En torno a esas dos figuras, había varias más con ropas verdes que se apresuraban también. Traían y llevaban gasas, largas pinzas con forma de tijeras, pequeñas jeringuillas rellenas de mágicos compuestos, minúsculos, pero extensos tubos de plástico…

Un hombre acercó deprisa el objeto que había solicitado la mujer y después de depositar una sustancia semilíquida sobre la piel del paciente, puso en funcionamiento el aparato y pidió a los presentes que se apartaran con gran vehemencia. Depositó dos dispositivos en el tórax inerte. El cuerpo yaciente se sacudió, impulsado por una energía invisible, casi incorporándose, para luego relajarse y regresar a su posición inicial. Repitió la operación y el cuerpo se arqueó de nuevo. Esperaron unos segundos, sin que ninguno de los testigos despegara su mirada de los monitores. No hubo cambios, solo un estridente sonido monocorde y feo.

—Otra vez —insistió la líder del equipo. Repitió la actuación, doblándose el paciente por dos ocasiones, y por dos ocasiones tornando a su estado de paz.

Algunos sacudían sus cabezas en un gesto de negación. Otros permanecían atentos al desarrollo de los acontecimientos.

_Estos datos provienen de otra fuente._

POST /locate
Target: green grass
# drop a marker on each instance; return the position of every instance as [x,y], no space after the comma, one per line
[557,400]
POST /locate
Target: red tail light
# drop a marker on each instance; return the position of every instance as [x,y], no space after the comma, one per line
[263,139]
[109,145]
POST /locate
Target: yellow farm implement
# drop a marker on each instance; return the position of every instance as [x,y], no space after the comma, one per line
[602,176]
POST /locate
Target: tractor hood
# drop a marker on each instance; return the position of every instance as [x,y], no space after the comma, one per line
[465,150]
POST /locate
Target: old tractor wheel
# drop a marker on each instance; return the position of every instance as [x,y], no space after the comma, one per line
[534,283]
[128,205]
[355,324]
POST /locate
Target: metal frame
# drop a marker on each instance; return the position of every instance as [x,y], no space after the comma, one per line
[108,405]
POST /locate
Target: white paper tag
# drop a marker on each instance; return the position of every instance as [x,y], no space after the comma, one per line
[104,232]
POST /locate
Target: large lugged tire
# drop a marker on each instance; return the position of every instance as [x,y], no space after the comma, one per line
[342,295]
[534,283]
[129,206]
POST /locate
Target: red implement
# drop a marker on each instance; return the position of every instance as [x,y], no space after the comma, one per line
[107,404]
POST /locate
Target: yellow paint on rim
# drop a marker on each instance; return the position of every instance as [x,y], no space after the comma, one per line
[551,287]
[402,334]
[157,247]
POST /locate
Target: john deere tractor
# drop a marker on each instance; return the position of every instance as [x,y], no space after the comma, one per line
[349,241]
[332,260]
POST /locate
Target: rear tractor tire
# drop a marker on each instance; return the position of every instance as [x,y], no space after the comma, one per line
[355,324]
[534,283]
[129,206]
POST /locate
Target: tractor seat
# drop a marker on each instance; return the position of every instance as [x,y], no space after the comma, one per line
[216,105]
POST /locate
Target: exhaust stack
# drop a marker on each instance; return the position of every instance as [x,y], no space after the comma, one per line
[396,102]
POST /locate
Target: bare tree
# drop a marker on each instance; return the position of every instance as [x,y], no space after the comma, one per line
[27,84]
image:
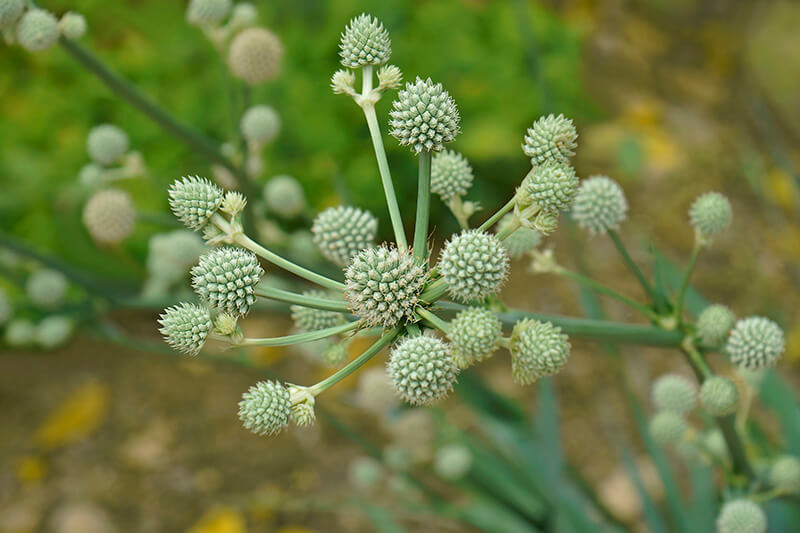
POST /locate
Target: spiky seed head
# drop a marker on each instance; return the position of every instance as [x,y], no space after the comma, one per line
[755,342]
[106,144]
[710,214]
[109,216]
[265,408]
[382,285]
[474,264]
[550,138]
[341,232]
[741,516]
[538,349]
[714,323]
[424,116]
[194,200]
[185,327]
[260,124]
[600,205]
[474,335]
[674,393]
[226,279]
[37,30]
[451,175]
[364,42]
[255,56]
[422,369]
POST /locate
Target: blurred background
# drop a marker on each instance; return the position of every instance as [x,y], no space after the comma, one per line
[113,432]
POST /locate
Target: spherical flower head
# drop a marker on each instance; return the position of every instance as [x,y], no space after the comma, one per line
[424,116]
[37,30]
[549,139]
[674,393]
[741,516]
[538,349]
[109,216]
[260,124]
[265,408]
[710,214]
[255,56]
[474,264]
[226,278]
[714,323]
[106,144]
[755,342]
[422,369]
[382,286]
[284,195]
[341,232]
[185,327]
[364,42]
[474,335]
[600,205]
[194,200]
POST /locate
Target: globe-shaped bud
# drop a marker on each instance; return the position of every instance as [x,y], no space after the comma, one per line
[185,327]
[719,396]
[422,369]
[710,214]
[474,264]
[341,232]
[194,200]
[106,144]
[600,205]
[755,342]
[550,138]
[538,349]
[265,408]
[424,116]
[37,30]
[474,335]
[109,216]
[364,42]
[226,278]
[714,323]
[741,516]
[451,175]
[382,286]
[674,393]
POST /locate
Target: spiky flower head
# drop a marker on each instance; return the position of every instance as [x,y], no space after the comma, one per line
[451,175]
[714,323]
[364,42]
[474,264]
[255,55]
[265,408]
[674,393]
[741,516]
[37,30]
[194,200]
[710,214]
[106,144]
[538,349]
[226,279]
[424,116]
[667,427]
[382,285]
[474,335]
[260,124]
[600,205]
[422,369]
[185,327]
[109,216]
[341,232]
[755,342]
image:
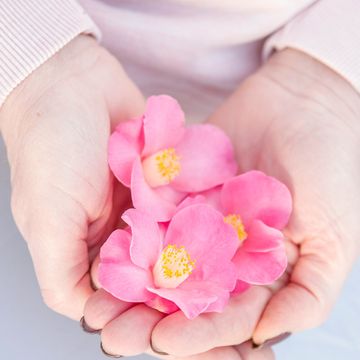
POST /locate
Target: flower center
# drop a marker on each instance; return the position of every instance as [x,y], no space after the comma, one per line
[162,167]
[235,221]
[173,267]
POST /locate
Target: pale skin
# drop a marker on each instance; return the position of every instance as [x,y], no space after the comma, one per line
[294,119]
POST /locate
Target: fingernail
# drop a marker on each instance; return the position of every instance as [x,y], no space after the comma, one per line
[272,341]
[155,350]
[87,328]
[107,354]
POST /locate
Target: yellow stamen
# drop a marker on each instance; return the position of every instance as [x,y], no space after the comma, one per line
[235,221]
[162,167]
[173,267]
[168,164]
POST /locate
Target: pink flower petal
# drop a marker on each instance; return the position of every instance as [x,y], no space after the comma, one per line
[146,240]
[116,248]
[192,300]
[213,198]
[125,281]
[191,200]
[206,237]
[262,238]
[240,287]
[117,274]
[260,268]
[220,303]
[206,159]
[125,145]
[163,124]
[254,195]
[147,199]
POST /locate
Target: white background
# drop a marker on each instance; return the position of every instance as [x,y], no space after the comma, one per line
[28,330]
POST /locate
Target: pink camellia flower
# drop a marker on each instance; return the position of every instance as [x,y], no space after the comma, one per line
[162,161]
[257,207]
[185,265]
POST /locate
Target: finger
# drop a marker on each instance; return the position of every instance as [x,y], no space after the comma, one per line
[179,336]
[313,288]
[130,333]
[101,308]
[228,353]
[247,352]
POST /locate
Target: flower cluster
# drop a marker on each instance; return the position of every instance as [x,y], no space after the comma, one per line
[198,233]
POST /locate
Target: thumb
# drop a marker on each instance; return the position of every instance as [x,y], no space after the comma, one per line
[307,299]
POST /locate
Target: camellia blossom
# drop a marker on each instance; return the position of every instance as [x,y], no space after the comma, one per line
[162,161]
[257,207]
[185,264]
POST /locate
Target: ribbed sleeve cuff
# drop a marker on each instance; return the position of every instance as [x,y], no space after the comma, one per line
[329,31]
[31,31]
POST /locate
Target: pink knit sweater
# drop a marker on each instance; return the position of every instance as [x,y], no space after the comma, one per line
[191,49]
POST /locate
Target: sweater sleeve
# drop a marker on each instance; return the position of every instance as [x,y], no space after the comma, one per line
[31,31]
[329,31]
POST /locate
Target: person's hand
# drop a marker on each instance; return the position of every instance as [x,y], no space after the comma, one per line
[56,126]
[297,120]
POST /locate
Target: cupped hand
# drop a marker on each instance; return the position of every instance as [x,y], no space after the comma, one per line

Se realizó el ritual otras cuatro veces más, sin lograr ni una sola reacción positiva, o quizá el cambio que aguardaban. Al final, la mujer, exhausta, retornó los ingenios a su lugar original y exhaló un gran suspiro que habría estremecido al más templado.

—Hora de la muerte —comenzó al tiempo que consultaba su reloj de muñeca.

Un leve pitido interrumpió a la doctora.